Some encouraging signs have been visible recently of the power ministry taking steps towards creating a market for the besieged power sector. It was reported that sectoral and firm-level caps on borrowing for financial closure of power projects were to be relaxed.
Financing is still largely from public sector financial institutions and large infrastructure programmes simply cannot be funded by mechanical financial rules especially in a sector like power,where each project is a Goliath. Also there is to be rethinking,reportedly,on both allocation rules and pricing for inter-regional transmission of power. The sooner we realise that the energy problem will resolve itself if we firmly follow the rules laid down in the Electricity Act,which provides the structure for both a market for investment in power and a market for sale and purchase of electricity,the better off we will be. Politics is blamed. No. Technical weaknesses and an inability to operationalise the reforms are to blame.
So,if some smart person now wants to enforce merit order despatches,time-of-the-day pricing and all the things now technologically possible,while cancelling arbitrary restrictions on grid access and operation,s/he should get a Bharat Ratna. Trade means that small people should have access; and when a fifth of your capacity is captive because the electricity boards have failed and so everybody has his own power backup trade can lead to a revolution.
Public sector entities,even reformed ones,dont like this because their profits go down. I was a great supporter of public sector investment in the national grid,and in fact announced it,but always had to sit on the utilities file on monopoly charges. Retired civil servants as regulators mostly dont even understand merit-order pricing and availability tariffs leave aside newer rules. They do love case-by-case orders and the power that gives them. I am not saying they are all corrupt,only that without rule-based prices they can be. What they certainly are is inefficient.
Once this reform takes place,the next one will be in a generation. Again,as recent reports seem to indicate,there is,we hope,an inkling that the ultra-mega power projects are important but do not by themselves solve the problem. Thats where I believe decoupling the sector from arbit financial rules is a beginning.
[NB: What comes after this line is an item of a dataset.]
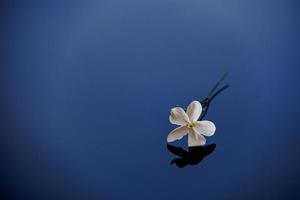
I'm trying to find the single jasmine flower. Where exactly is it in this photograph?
[167,101,216,147]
Of course,the powerful incentives in the possible returns to rehabilitation and capacity expansion mean that the animal energies released might be mind-boggling. Nitin Desai recently chastised me by saying that in my efficiency scenario to build nuclear power I was underestimating the scope of technological change for other renewables,which,with reform,could have a spectrum-like revolution. I cleverly retorted that you cant carry your renewable power plant with you; but,on reflection,there is much to what he said. Again,the aam admi in the power sector is not there in reform. There is a life after the mega power projects. Anybody who satisfies the demand for power should be allowed to do so. The Electricity Act lays it down. Lets do it.
The green shoots of reform need to be nurtured and multiplied. Based on some experience,I know we should allow private investment in coal mining,new technologies for using power-grade coal and nuclear power. We could then take on the G-8 in the climate wars,but thats another story.